# barreras seguridad sick



## antrabe (May 23, 2006)

Conoce alguiien las barreras de seguridad sick 4000 advance tengo que programarlas y no lo he hecho antes, si alguien las programo por favor que me diga como lo hizo.


----------



## tiopepe123 (May 23, 2006)

Programar?
Las que yo he montado  solo se debe codificar

En e l libro hay los esquemas como los debes codificar, 

¿has coprado el modulo de seguridad?
En la barrera receptora tienes el hilo gris y amarillo "osso1 y osso2" o algo asi"que son las receptoras que se comunican con el modulo de seguridad.
La barrera emisora uniendo el gris y el marron que son las de 24V y conectando azul a neutro, todo el rato estara dando una señal

el gris y amarillo tienen la funcion de dar señal al modulo de seguridad del receptor.

Es el esquema simple


----------



## antrabe (May 24, 2006)

He comprado un cable y através del puerto RS232 conecto al pc. Tengo un software que te permite ajustar la sensibilidad, la didstancia entre los haces para permitir introducir un objeto mayor atraves de los haces. No he comprado el modulo de seguridad sólo las dos barreras y el problema que tengo es que al introducir una chapa por ejemplo de 2mm las barreras la detectan.


----------



## tiopepe123 (May 25, 2006)

Yo he instalado varios sicks 2000

Baja la sensibilidad al maximo y fija la chapa en medio de los aces, ahora puedes subir o bajar las barreras hasta encontrar el agujero entre los sensores, suele ser  haber una  distancia entre el emisores (led emisores internos) de un centrimetro.

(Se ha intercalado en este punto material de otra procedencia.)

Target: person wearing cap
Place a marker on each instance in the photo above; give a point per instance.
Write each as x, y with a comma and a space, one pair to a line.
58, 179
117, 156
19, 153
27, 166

Imaginate como si fueran las luces de los arboles de navidad, verdad que entre bombilla y bombilla hay un espacio, pues prueba de encontrar este agujero.


----------



## antrabe (May 27, 2006)

Ya tengo el cable y puede leer la configuracion que tiene la barrera por defecto la resolucion efectiva es de 14mm y no la puedo modificar. La resolucion  reducida si la puedo modificar de 22mm que viene por defecto a 30 y 37 pero con 37mm  el objeto puede ser maximo de 28mm de espesor, mi pregunta ahora es como puedo modificar la resolucion efectivaya que puedo ponerla hasta 40mm y volver a cambiar la reducida hasta 60m que es el maximo.


----------



## tiopepe123 (May 28, 2006)

Me parece que la barrera no se adapta a tus necesidades, piensa que esta pensada para proteger DEDOS.
O sea que si tienes que utilizarla deberas hacer modificaciones para crear el agujero artificialmente.
Recuarda que estas barreras hacen un test diodo a diodo, si falla pues failure, supungo que el metodo utilizado es igual que el coche fantastico.

Modificando la barrera, en el emisor desoldar el diodo emisor donde te interesa realizar un agujero, soldar un cablecillo y alarga el led y pegarlo en el led superior o inferior con pegamento termofusible (la pistola de barrila caliente).


Añadir otro sensor como un inductivo


----------